Reactions have been mixed on Chinese social media since the Thursday premiere of the eight-part, English-language series “3 Body Problem,” which is based on the Hugo Award-winning novel by Liu Cixin, the country’s most celebrated sci-fi author.
Netflix is not available in China, but viewers can watch its content using virtual private networks (VPNs) to bypass strict geo-restrictions — or by consuming pirated versions.
Liu’s novel, part of a trilogy, is one of China’s most successful cultural exports in recent years, boasting legions of fans worldwide including former US President Barack Obama.
Among the country’s more patriotic internet users, discussions on the adaptation turned political, with some accusing the big-budget American production of making China look bad.
The show opens with a harrowing scene depicting Mao Zedong’s Cultural Revolution, which consumed China in bloodshed and chaos for a decade from 1966. On the campus of the prestigious Tsinghua University in Beijing, a physics professor is brutally beaten to death on stage by his own students and denounced by his colleague and wife, while his daughter Ye Wenjie (played by Zine Tseng) watches in horror.
Such “struggle sessions” were a frequent occurrence during the decade-long period of upheaval, where “class enemies” were publicly humiliated, beaten and tortured by Mao’s frenzied Red Guards.
But some online commentators accused the show’s producers of “making a whole of tray of dumplings just for a bit of vinegar sauce,” a popular saying used to describe an ulterior motive — in this case, they argued, making a whole TV series just to paint China in a bad light.
“Netflix you don’t understand ‘The Three Body Problem’ or Ye Wenjie at all!” read a comment on social media platform Weibo. “You only understand political correctness!”
Others came to the show’s defense, saying the scene closely follows depictions in the book — and is a truthful reenactment of history.
“History is far more absurd than a TV series, but you guys pretend not to see it,” read one comment on Douban, a popular site for reviewing movies, books and music.
Author Liu said in an interview with the New York Times in 2019 that he had originally wanted to open the book with scenes from Mao’s Cultural Revolution, but his Chinese publisher worried they would never make it past government censors and buried them in the middle of the narrative.
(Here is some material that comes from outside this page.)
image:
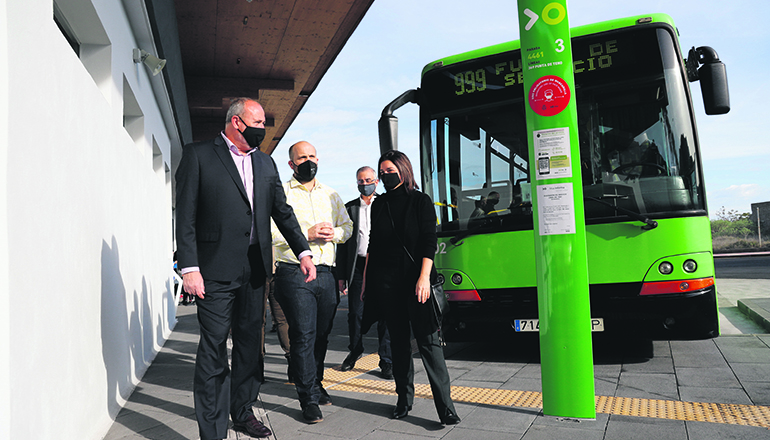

The English version of the book, translated by Ken Liu, put the scenes at the novel’s beginning, with the author’s blessing.
Ye Wenjie’s disillusionment with the Cultural Revolution later proves pivotal in the sci-fi thriller’s plot, which jumps between the past and present day.
“3 Body Problem” was adapted for Netflix by “Game of Thrones” co-creators, David Benioff and D.B. Weiss, and the American producer Alexander Woo.
Various other aspects of the show, from its casting and visual effects to the radical changes to the story’s original setting and characters, also attracted the ire of Chinese social media users. Many compared it to a Chinese television adaptation released last year — a much lengthier and closer retelling of the book that ran to 30 episodes and was highly rated on Chinese review platforms.
The Netflix adaptation featured an international cast and placed much of the action in present-day London — thus making the story a lot less Chinese.
Some Chinese viewers criticized the alteration, saying it construed a plot line that glorifies the West for saving humanity from a disaster planted by China decades ago.
But not everyone was picking sides.
“Why do some people always need to make an enemy out of a cultural product?” a user said on Weibo. “Our version can be good, theirs can also be excellent. Why do we always have to fight about it?”